Osteopatia in ospedale, le Marche tra le prime regioni

Approvata la legge che riconosce l'osteopata all'interno delle strutture ospedaliere. La presidente del Comitato genitori bambini cardiopatici di Torrette, Valentina Felici: «Il trattamento osteopatico avverrà direttamente all'interno di un reparto pediatrico»

L'ospedale regionale di Torrette, ad Ancona

ANCONA – Il trattamento osteopatico direttamente in Ospedale. È stata approvata ieri, 16 aprile, in consiglio regionale nell’ambito della legge sulla semplificazione la norma che consente alle aziende sanitarie di introdurre sperimentazioni osteopatiche in ambito ospedaliero. Una professione che era già entrata a far parte del quadro delle professioni sanitarie è che ora ha uno strumento normativo che prima mancava, anche se erano già state fatte alcune esperienze a Torrette.

A sensibilizzare sulla necessità di arrivare all’approvazione di una norma di questo tipo i combattivi membri del Comitato Genitori Bambini Cardiopatici di Torrette che, guidati dalla presidente Valentina Felici, ci hanno messo il cuore e l’anima per arrivare a questo risultato.

Il 7 gennaio scorso avevano inaugurato l’ambulatorio in via Esino 32 a Torrette dove era partita una ricerca sugli effetti benefici del trattamento osteopatico nel post operatorio. Il reparto di cardiochirurgia degli Ospedali Riuniti di Ancona è il primo in Italia ad aver attivato un progetto di questo tipo che consente ai bambini cardiopatici di beneficiare di 8 sedute osteopatiche gratuite.

L’osteopata Alessandro D’Antonio

«Sono molto soddisfatto – ha detto il presidente della IV Commissione sanità regionale Fabrizio Volpini – per questo atto voluto prevalentemente dal Comitato Genitori Bambini Cardiopatici di Torrette sul quale ha lavorato la Leonardi e al quale ho aderito perché è un tema sul quale credo, quello dell’osteopatia in ambito ospedaliero, anche sulla base dell’esperienza realizzata al pediatrico Meyer di Firenze già da alcuni anni. Una bella pagina di sanità».

Si tratta del primo progetto italiano dedicato ai bambini operati al cuore che tra l’altro ha ricevuto anche parere favorevole del primario del reparto di cardiochirurgia e cardiologia pediatrica degli Ospedali Riuniti di Ancona, Marco Pozzi.

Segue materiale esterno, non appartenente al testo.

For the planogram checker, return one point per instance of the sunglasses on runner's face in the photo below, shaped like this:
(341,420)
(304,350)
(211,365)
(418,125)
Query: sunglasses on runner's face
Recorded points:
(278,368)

«L’osteopata del Comitato Genitori, Alessandro D’Antonio di Macerata Feltria, è al settimo cielo per aver raggiunto insieme ai genitori e al primario del reparto del quinto piano di torrette un incredibile traguardo – scrive il Comitato in una nota -. Questa volta i politici hanno pensato solamente al bene dei piccoli guerrieri dal cuore birichino, tutti uniti con un unico scopo,quello di migliorare la qualità di vita dei piccoli ricoverati».

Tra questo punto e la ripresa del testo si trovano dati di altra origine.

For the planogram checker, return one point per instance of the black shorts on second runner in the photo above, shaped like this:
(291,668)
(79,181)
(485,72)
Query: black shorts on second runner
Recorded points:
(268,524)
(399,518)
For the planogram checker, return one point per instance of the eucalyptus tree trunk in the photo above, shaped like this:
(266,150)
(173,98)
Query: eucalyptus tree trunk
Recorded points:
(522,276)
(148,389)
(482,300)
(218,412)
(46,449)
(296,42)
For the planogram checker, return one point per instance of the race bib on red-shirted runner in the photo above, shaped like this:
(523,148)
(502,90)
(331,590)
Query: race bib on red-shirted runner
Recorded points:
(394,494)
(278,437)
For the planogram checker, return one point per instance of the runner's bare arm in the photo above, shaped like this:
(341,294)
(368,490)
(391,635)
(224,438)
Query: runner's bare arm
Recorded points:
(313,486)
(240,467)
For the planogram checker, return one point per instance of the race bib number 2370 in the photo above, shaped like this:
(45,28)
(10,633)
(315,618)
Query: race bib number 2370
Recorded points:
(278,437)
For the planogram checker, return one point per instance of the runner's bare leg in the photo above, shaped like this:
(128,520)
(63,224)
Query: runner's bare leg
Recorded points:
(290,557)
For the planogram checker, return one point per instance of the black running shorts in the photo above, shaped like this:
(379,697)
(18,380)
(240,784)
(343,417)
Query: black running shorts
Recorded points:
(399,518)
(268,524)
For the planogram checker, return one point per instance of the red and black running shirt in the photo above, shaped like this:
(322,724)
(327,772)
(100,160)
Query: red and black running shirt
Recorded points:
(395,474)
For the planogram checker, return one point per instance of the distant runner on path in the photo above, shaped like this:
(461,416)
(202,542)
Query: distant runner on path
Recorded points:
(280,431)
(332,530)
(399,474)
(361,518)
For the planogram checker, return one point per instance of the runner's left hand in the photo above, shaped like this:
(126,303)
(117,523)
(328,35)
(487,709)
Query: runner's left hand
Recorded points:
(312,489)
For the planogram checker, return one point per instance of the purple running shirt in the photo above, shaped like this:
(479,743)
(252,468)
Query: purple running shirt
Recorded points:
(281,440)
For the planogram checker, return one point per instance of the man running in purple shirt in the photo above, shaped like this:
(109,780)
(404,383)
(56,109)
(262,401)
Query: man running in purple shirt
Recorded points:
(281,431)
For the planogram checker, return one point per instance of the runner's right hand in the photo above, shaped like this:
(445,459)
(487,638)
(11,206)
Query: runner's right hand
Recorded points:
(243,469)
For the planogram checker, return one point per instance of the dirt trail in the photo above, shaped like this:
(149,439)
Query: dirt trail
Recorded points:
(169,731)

Il Comitato Genitori bambini cardiopatici di Torrette con il primario Marco Pozzi

Il Comitato dei genitori ha rivolto un ringraziamento particolare alla consigliera regionale Elena Leonardi che dal 2017 è al fianco dei genitori, al presidente della IV Commissione Sanità regionale Fabrizio Volpini, ai consiglieri Federico Talè e Gianni Maggi e all’assessore Loretta Bravi. «Sono 14 mesi che il Comitato Genitori si batte per far conoscere la figura del osteopata all’interno della struttura ospedaliera di Torrette – spiega la presidente Valentina Felici -. Il protocollo scientifico per rilevare i dati clinici che serviranno a dimostrare i miglioramenti dei piccoli pazienti era pronto da diversi mesi aspettavamo con ansia questo responso regionale che ci permette di essere una delle poche regioni a livello italiano a poter usufruire del trattamento osteopatico direttamente all’interno di un reparto pediatrico. Per i genitori del Comitato è sicuramente un ottima notizia e ripaga mesi di duro lavoro».